Sunday, January 4, 2009

Honeysuckle should revise its irrelevant 1993 Scheme

Why has the Hunter Development Corporation (HDC) been allowed to operate for over ten years without a relevant Scheme for its Growth Centre as constituted?

Hunter Development Corporation General Manager Craig Norman explains some of the proposals for the New Year (HDC manages to keep all the gloom at bay The Herald 31.12.08) but we are left in the dark about the Corporation’s relationship with its “Scheme”.

The HDC formerly Honeysuckle Development Corporation is a ministerial corporation constituted under the Growth Centres Act and is required under Sections 14 and 15 to prepare a Scheme and Section 17 to implement an Approved Scheme within the framework of the law.

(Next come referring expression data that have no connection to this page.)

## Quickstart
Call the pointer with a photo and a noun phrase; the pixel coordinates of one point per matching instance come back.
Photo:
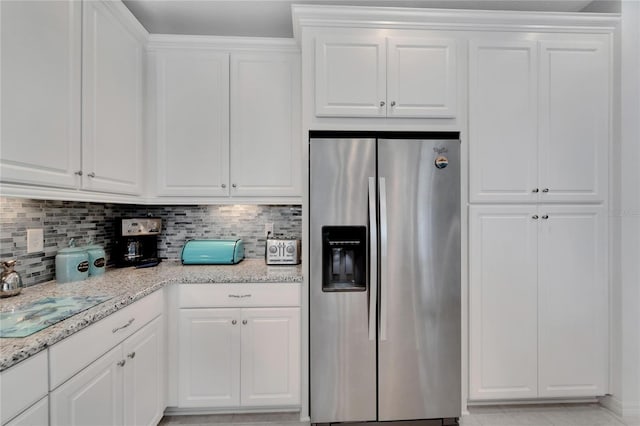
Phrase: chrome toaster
(282, 251)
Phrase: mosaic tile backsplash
(62, 220)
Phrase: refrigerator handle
(383, 259)
(373, 259)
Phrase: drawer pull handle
(124, 326)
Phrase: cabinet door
(265, 115)
(574, 120)
(351, 76)
(91, 397)
(192, 123)
(40, 45)
(36, 415)
(270, 356)
(573, 298)
(502, 121)
(144, 376)
(209, 358)
(111, 101)
(502, 302)
(421, 77)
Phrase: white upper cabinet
(502, 120)
(351, 76)
(421, 77)
(574, 120)
(362, 74)
(41, 66)
(538, 120)
(226, 122)
(265, 144)
(51, 52)
(192, 123)
(111, 102)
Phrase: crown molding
(447, 19)
(171, 41)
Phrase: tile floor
(502, 415)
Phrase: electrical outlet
(35, 240)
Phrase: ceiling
(272, 18)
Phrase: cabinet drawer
(73, 354)
(22, 385)
(238, 295)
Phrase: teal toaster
(212, 252)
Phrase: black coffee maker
(137, 241)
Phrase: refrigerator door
(342, 351)
(419, 339)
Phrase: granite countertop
(126, 285)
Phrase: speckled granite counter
(126, 286)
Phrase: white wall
(625, 384)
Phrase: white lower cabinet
(238, 346)
(93, 396)
(36, 415)
(270, 357)
(230, 357)
(538, 302)
(209, 353)
(18, 402)
(123, 387)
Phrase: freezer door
(419, 347)
(342, 353)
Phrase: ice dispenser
(344, 258)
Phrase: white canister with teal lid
(72, 264)
(97, 259)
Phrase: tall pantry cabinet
(539, 125)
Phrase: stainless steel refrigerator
(384, 279)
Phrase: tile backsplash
(62, 220)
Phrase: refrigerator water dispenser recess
(344, 258)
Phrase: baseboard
(619, 408)
(588, 400)
(174, 411)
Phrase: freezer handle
(383, 259)
(373, 259)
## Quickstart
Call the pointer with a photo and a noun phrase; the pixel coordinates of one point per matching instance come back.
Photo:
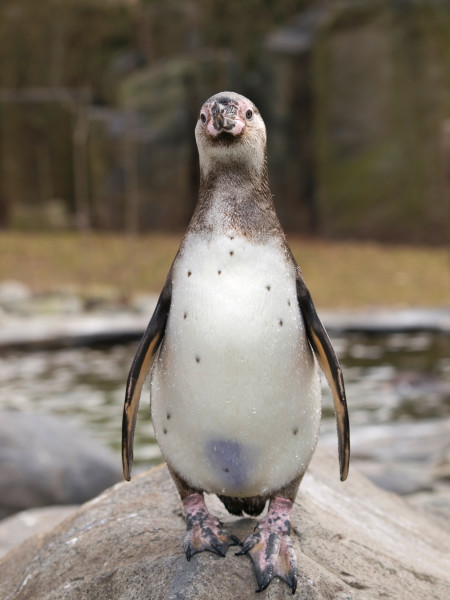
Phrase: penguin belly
(235, 391)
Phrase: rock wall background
(98, 102)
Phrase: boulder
(354, 541)
(16, 529)
(44, 461)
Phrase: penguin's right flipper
(142, 362)
(329, 364)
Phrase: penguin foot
(270, 547)
(204, 531)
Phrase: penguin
(233, 349)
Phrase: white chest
(235, 391)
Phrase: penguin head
(230, 129)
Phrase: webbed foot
(270, 547)
(204, 531)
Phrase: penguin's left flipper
(140, 367)
(329, 364)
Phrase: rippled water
(389, 378)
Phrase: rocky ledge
(354, 541)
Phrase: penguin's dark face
(230, 129)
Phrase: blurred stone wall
(373, 82)
(354, 95)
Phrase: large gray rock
(44, 461)
(353, 540)
(16, 529)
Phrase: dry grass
(339, 274)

Its scheme was prepared in 1993 and is irrelevant to the currently proclaimed Hunter Growth Centre. HDC has done good work but has been shackled to a non-conforming 1993 Scheme & Masterplan at Central Honeysuckle.

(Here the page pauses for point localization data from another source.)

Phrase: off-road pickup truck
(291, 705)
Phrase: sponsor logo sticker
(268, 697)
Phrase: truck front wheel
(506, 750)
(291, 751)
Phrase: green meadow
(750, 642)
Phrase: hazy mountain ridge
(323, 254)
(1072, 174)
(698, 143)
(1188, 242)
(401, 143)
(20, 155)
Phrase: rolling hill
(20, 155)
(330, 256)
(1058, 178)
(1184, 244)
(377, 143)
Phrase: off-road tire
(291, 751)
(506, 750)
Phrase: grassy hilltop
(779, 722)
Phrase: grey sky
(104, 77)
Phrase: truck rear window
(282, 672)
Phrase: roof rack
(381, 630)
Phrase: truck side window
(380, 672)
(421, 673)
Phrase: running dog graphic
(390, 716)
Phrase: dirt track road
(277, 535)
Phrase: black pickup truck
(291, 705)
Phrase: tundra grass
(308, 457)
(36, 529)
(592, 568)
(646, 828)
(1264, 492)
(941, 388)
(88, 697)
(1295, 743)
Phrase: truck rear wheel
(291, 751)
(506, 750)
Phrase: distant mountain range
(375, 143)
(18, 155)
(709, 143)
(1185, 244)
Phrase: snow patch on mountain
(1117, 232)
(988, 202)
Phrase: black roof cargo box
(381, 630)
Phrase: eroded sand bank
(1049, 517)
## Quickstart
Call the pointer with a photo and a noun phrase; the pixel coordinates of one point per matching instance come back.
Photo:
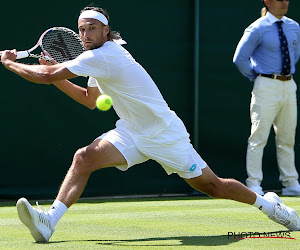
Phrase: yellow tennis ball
(104, 102)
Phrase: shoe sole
(25, 217)
(290, 193)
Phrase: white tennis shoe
(37, 221)
(283, 214)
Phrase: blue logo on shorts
(192, 169)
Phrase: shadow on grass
(216, 240)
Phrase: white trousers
(273, 102)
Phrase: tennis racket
(60, 43)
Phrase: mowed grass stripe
(151, 223)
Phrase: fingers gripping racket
(59, 43)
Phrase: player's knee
(82, 160)
(214, 191)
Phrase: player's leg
(232, 189)
(217, 187)
(285, 131)
(263, 110)
(99, 154)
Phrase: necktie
(286, 62)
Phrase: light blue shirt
(258, 51)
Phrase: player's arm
(44, 74)
(47, 74)
(86, 97)
(244, 51)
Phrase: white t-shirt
(136, 98)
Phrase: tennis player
(147, 128)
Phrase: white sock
(264, 205)
(56, 211)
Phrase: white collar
(272, 19)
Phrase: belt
(278, 77)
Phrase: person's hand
(44, 62)
(10, 55)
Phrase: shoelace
(281, 215)
(43, 218)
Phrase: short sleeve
(92, 82)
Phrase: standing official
(267, 54)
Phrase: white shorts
(171, 149)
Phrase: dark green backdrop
(42, 128)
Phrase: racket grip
(22, 54)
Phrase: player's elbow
(91, 106)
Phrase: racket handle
(22, 54)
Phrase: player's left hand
(44, 62)
(10, 55)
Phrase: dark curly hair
(112, 35)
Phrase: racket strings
(62, 44)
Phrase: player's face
(92, 33)
(277, 8)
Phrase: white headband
(95, 15)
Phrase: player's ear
(106, 29)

HDC began with a $100 Million dollar windfall from the Commonwealth’s “Building Better Cities” program but we believe it blundered at Central Honeysuckle by disregarding the 1981 winning design from the Newcastle Harbour Foreshore and Urban Design Competition with its landscaped foreshore and rail corridor entrance into the city. HDC failed to integrate the new Honeysuckle with the existing city structure:

  • The Masterplan was approved without the planning research and the geotechnical investigation needed.
  • The wharf fender line is the cadastral boundary and the HDC acquired the longshore wharves from the port authority and demolished them leaving much of the planned foreshore and openspace under water!
  • The Masterplan proposed a cove and bridge at Civic that had no relationship to the original Honeysuckle Point foreshore or the historic railway buildings and built out the whole area anyway.
  • The sensible wharf road was ripped up and a contorted road layout constructed and reconstructed.
  • HDC advertised for a hotel before the planing framework was in place. The Minister blamed the Council and used the excuse to gazette his Hunter Regional Environmental Plan REP Central Honeysuckle and remove the Council’s consent powers.
  • .The HDC failed to vary their Scheme to conform to the Minister’s REP 1997 for Central Honeysuckle.

The HDC is required by statute to prepare a “Scheme” and should start by deleting the irrelevant 1993 honeysuckle master plan and establishing clear transparent parameters to guide the HDC in its widened Growth Centre role for the Hunter Region.